Sanctions don't work: EU imports Russian metal worth €2.5 billion in year

In 2024, the European Union imported 5.34 million tons of products from the Russian mining and metallurgical complex. Despite sanctions, Russian producers continue to earn significant revenues from exports to the EU, with the total amount exceeding €2.5 billion last year, the Ukrainian consulting company GMK Center reports.
This indicates the weak effectiveness of current restrictions and the existence of exceptions that allow Russian metallurgy to be exported to EU markets.

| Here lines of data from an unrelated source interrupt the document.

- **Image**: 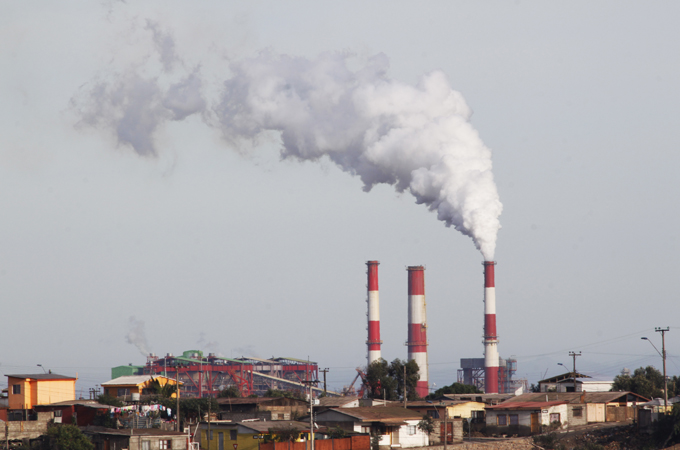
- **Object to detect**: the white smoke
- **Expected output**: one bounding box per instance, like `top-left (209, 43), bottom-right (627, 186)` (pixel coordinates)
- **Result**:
top-left (215, 52), bottom-right (502, 260)
top-left (72, 28), bottom-right (502, 260)
top-left (125, 316), bottom-right (150, 357)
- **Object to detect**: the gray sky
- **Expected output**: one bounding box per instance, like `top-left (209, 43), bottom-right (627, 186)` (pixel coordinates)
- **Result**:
top-left (0, 1), bottom-right (680, 396)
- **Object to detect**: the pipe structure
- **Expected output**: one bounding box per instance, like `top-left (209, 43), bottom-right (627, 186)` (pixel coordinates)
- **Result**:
top-left (406, 266), bottom-right (429, 397)
top-left (482, 261), bottom-right (499, 394)
top-left (366, 261), bottom-right (382, 366)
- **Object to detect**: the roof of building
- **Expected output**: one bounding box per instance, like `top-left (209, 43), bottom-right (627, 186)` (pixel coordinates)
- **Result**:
top-left (319, 406), bottom-right (422, 423)
top-left (504, 392), bottom-right (649, 403)
top-left (102, 375), bottom-right (183, 386)
top-left (236, 420), bottom-right (309, 433)
top-left (80, 426), bottom-right (186, 437)
top-left (7, 373), bottom-right (77, 380)
top-left (486, 400), bottom-right (569, 411)
top-left (217, 397), bottom-right (307, 405)
top-left (539, 372), bottom-right (592, 383)
top-left (35, 400), bottom-right (111, 409)
top-left (443, 394), bottom-right (515, 404)
top-left (318, 395), bottom-right (359, 408)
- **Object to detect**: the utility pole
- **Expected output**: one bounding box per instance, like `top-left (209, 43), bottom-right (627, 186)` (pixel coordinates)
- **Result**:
top-left (319, 367), bottom-right (330, 394)
top-left (404, 364), bottom-right (406, 408)
top-left (654, 327), bottom-right (669, 414)
top-left (175, 366), bottom-right (179, 431)
top-left (569, 352), bottom-right (581, 392)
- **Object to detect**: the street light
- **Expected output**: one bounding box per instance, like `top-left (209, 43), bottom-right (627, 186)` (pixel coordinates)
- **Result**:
top-left (640, 327), bottom-right (668, 414)
top-left (425, 400), bottom-right (449, 450)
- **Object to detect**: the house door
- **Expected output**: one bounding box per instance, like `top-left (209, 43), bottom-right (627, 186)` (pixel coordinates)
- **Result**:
top-left (531, 413), bottom-right (541, 434)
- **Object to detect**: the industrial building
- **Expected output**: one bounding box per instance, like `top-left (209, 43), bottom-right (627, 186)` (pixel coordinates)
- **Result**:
top-left (111, 350), bottom-right (326, 397)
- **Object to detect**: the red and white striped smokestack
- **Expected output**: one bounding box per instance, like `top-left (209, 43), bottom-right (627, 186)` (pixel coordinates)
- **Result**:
top-left (406, 266), bottom-right (429, 397)
top-left (366, 261), bottom-right (382, 366)
top-left (483, 261), bottom-right (498, 394)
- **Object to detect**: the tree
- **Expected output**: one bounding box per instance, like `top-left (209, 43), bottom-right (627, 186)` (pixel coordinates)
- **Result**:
top-left (388, 358), bottom-right (420, 401)
top-left (263, 388), bottom-right (305, 400)
top-left (217, 384), bottom-right (241, 398)
top-left (146, 378), bottom-right (177, 398)
top-left (611, 366), bottom-right (675, 398)
top-left (426, 383), bottom-right (482, 400)
top-left (366, 358), bottom-right (420, 401)
top-left (47, 425), bottom-right (94, 450)
top-left (418, 415), bottom-right (434, 436)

"Semi-finished products accounted for the largest volumes of supplies, amounting to 3.15 million tons, up 1.1% compared to 2023. The key consumers of Russian semi-finished products were Belgium (1.22 million tons (+5.4% y/y)), Italy (781.92 thousand tons (-9.9%)), Denmark (467.39 thousand tons (+6.5%)), and Czech Republic (425.65 thsd tonnes (+11%)). The EU countries also imported 1.03 million tons of pig iron from Russia, which is 26.9% less than in 2023," the report says.
Thus, despite the sanctions imposed by the European Union, imports of Russian metal products remain significant. Some countries, particularly Italy, Belgium, and the Czech Republic, continue to actively purchase products from Russia.
"Ukraine, as a candidate and future member of the European Economic Area, could replace Russian suppliers. Ukrainian producers are able to increase production and exports of semi-finished products, cast iron, and DRI, which would allow the EU to reduce its dependence on Russian raw materials and at the same time support Ukraine’s economy. However, this requires both additional investment in production capacity and the political will of European countries," GMK Center concludes.
Earlier, Vladyslav Vlasiuk, the Presidential Commissioner for Sanctions Policy of Ukraine, stated that in 2023, Russia exported mining and metallurgical complex (MMC) products worth €3 billion to the EU, and in the first nine months of 2024, this figure reached another €2.1 billion. Therefore, sanction exceptions for certain groups of Russian goods, especially metallurgical products, should be lifted.
Vlasiuk reminded that MMC enterprises directly support the Russian defense industry. For example, the Russian NLMK Group, owned by oligarch Vladimir Lisin, supplies metallurgical slabs to the EU, while also being the monopoly producer of special electrical steel in Russia, which is critically important for Russia's defense industry.